Eugenio Corti: tragedia del comunismo

I frutti della società senza Dio analizzati in un volume di Eugenio Corti. Il Comunismo al vertice del fallimentare processo di secolarizzazione: solo morte, odio e distruzione. Urge il ritorno alla “città di Dio”.

Quando, in un futuro che – ci illudiamo – prima o poi prenderà forma, sarà fatta giustizia al Novecento letterario italiano, tra i vari autori snobbati dalla critica ufficiale (accanto, per esempio, a un Guareschi), finalmente nelle antologie comparirà anche Eugenio Corti. E vi dovrà rientrare non solo come autore del celebre Cavallo Rosso, ma anche per quella splendida, acuta e pungente tragedia che è Processo e morte di Stalin (1961), nuovamente in libreria insieme a una ventina di brevi saggi sul comunismo, alcuni già pubblicati dallo stesso Corti, altri inediti.
L’accostamento tra opera teatrale e saggi è solo apparentemente curioso, perché la tragedia, al pari dei grandi classici (dai greci a Shakespeare), è un appassionante affresco denso di insegnamenti come pochi studi teorici potrebbero essere, mentre i saggi costituiscono spesso “pezzi di vita” ben lontani dall’asettica descrizione di un fenomeno analizzato con distacco e disinteresse – basti leggere il brevissimo “Fine di una comunità di monaci”, testo emblematico e sconvolgente.
I saggi sono raggruppati per tematica, ossia Il costo per l’umanità dell’esperimento comunista, viene considerato in Russia; in Cina e in Indocina mentre il capitolo finale, del 1999, intende indagare Le responsabilità della cultura occidentale nette grandi stragi del nostro secolo.
Che cosa emerge dall’accostamento di tanti titoli?
Innanzi tutto, colpisce la preveggenza di Corti nell’aver denunciato già negli anni ’60, del tutto controcorrente, ciò che l’intellighenzia culturale occidentale, e in particolare italiana, ha finto di scoprire solo con il (fondamentale ma assai incompleto, come denuncia lo stesso Corti) Libro nero del Comunismo: e cioè l’intrinseca disumanità e assoluta irredimibilità del comunismo, ideologia di morte e di odio (“È l’odio la molla del progresso”, esclama Stalin, sulla scia di Lenin, nella tragedia).

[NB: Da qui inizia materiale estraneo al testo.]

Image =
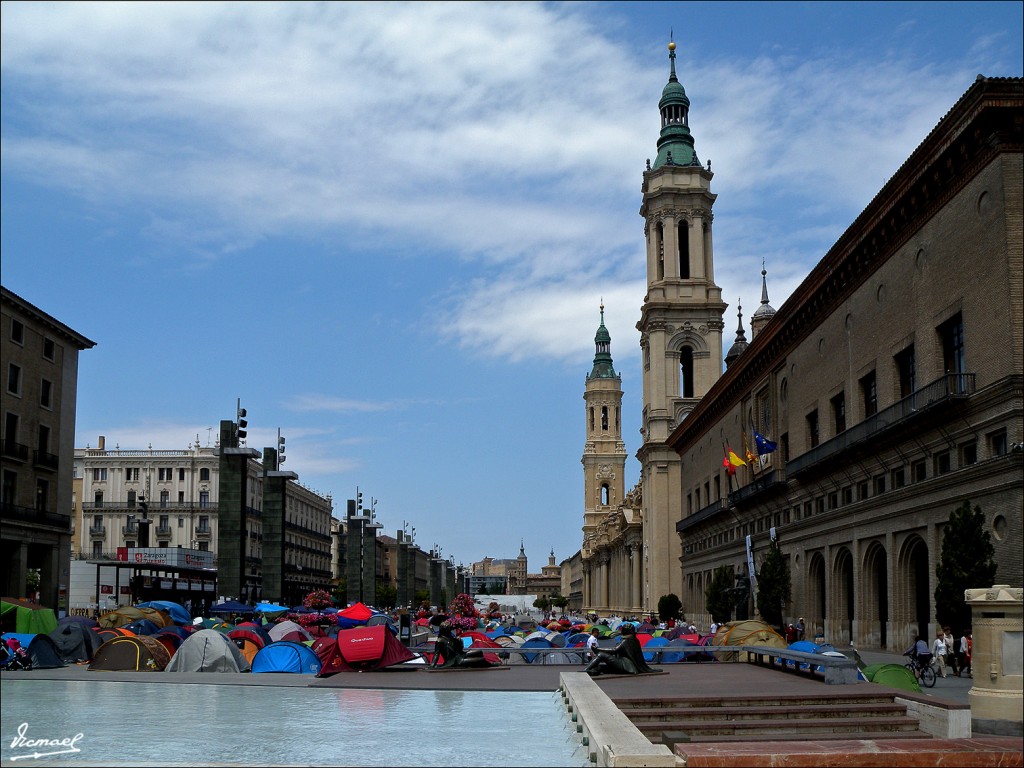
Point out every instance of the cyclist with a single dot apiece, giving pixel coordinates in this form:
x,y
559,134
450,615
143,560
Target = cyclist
x,y
920,653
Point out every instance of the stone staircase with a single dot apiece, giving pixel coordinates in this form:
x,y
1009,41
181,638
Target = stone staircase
x,y
859,716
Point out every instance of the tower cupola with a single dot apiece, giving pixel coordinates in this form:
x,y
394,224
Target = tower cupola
x,y
676,144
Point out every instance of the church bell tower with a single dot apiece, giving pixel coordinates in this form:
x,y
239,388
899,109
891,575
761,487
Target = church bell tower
x,y
681,327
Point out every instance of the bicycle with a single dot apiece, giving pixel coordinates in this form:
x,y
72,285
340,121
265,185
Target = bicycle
x,y
922,670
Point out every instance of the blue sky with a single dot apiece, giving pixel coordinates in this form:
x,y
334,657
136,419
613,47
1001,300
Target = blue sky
x,y
387,227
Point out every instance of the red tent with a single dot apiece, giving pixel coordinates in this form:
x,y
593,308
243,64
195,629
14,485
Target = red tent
x,y
358,649
354,615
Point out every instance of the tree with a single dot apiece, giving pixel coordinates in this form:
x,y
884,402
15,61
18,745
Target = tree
x,y
966,561
670,606
773,587
387,595
720,595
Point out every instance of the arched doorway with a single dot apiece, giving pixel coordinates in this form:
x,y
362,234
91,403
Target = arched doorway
x,y
841,623
915,608
816,610
875,631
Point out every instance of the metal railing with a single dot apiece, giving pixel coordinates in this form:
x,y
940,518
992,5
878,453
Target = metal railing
x,y
944,389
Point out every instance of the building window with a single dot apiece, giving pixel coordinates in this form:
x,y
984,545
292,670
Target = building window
x,y
13,379
869,394
997,442
839,412
951,333
686,372
46,393
968,454
42,495
906,371
812,428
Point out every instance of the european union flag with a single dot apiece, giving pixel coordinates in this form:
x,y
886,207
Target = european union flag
x,y
764,445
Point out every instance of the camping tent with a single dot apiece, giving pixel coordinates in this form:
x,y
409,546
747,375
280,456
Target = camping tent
x,y
893,675
176,611
208,650
76,642
130,654
22,615
355,614
289,631
249,641
360,648
285,655
748,632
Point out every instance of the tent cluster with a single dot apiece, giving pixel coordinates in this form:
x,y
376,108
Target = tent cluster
x,y
162,636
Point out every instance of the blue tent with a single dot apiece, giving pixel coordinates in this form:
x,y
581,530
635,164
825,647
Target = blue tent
x,y
654,642
284,655
177,611
231,606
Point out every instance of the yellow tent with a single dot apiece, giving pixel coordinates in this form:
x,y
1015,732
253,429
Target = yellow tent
x,y
749,632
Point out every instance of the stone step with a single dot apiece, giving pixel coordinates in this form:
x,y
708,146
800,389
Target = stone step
x,y
767,700
774,729
670,738
868,753
804,712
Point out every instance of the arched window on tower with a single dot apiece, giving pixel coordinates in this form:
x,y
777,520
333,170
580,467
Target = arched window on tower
x,y
686,372
659,237
684,250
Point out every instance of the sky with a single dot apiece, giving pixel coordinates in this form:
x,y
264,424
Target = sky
x,y
387,228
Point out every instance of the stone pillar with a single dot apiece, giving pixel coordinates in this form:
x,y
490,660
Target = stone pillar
x,y
997,659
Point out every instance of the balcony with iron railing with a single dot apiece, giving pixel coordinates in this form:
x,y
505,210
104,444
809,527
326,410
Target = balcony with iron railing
x,y
14,450
44,460
15,513
943,390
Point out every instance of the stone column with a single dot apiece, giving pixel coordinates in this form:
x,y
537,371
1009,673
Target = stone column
x,y
996,666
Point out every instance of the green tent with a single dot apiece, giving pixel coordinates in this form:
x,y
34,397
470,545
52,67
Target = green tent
x,y
26,617
893,675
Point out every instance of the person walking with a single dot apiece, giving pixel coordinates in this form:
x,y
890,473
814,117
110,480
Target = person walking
x,y
939,651
951,659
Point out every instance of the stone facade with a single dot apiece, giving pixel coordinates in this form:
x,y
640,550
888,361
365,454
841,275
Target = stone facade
x,y
892,382
38,399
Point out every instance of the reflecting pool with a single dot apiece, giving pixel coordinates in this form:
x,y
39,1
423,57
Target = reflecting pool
x,y
79,723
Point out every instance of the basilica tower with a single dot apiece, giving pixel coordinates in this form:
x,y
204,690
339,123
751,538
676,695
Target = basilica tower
x,y
681,327
604,452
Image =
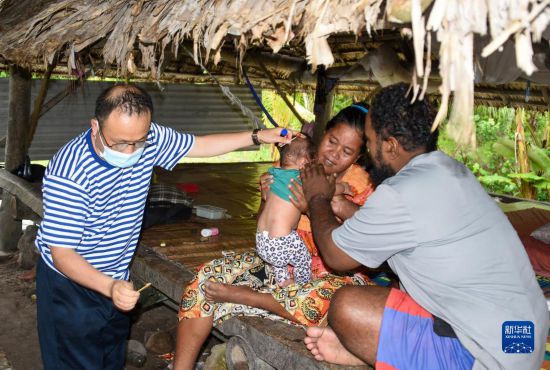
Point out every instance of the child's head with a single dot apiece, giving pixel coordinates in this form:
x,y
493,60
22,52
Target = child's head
x,y
298,152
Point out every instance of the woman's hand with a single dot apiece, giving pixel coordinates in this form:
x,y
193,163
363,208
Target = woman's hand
x,y
315,182
265,183
342,207
297,199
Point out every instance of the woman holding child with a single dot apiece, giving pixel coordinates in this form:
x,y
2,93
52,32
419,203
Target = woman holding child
x,y
243,284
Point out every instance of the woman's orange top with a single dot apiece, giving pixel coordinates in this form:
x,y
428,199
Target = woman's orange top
x,y
362,188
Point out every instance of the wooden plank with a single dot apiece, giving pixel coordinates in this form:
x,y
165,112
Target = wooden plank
x,y
166,276
279,344
23,190
15,150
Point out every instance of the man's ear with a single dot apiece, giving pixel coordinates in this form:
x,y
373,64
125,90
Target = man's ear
x,y
95,124
392,147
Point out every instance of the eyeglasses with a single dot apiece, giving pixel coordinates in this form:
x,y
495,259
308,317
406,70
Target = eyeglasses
x,y
121,147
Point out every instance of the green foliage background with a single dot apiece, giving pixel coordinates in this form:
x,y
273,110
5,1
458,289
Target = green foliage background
x,y
494,162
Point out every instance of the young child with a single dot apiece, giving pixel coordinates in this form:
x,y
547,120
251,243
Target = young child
x,y
277,242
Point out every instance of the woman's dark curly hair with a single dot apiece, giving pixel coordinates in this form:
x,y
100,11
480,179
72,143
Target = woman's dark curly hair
x,y
392,114
353,116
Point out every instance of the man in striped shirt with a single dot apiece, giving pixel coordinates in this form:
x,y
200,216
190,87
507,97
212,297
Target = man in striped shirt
x,y
94,195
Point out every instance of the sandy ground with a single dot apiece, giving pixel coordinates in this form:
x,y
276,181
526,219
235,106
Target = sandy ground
x,y
19,339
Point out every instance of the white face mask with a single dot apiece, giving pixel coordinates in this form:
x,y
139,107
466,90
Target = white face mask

Ma Corti si spinge oltre, giungendo -non certo per primo, ma con grandi meriti di chiarezza e accessibilità a qualsiasi tipo di lettore – a identificare nel comunismo e, paradossalmente ma non troppo, nel nazismo le estreme propaggini di un processo di allontanamento della società da Dio cominciato non in questo, né il secolo scorso, né con l’Illuminismo (che pure ha fornito un contributo fondamentale all’eliminazione della dimensione “verticale” dalla concezione dell’uomo), ma addirittura con il Rinascimento, momento di vera “rinascita del paganesimo” contro una società “troppo” imbevuta di Dio. E si ritorna, alla fine, alla sempre attuale analisi di sant’Agostino: l’eterna contrapposizione tra “città terrena” e “città celeste”.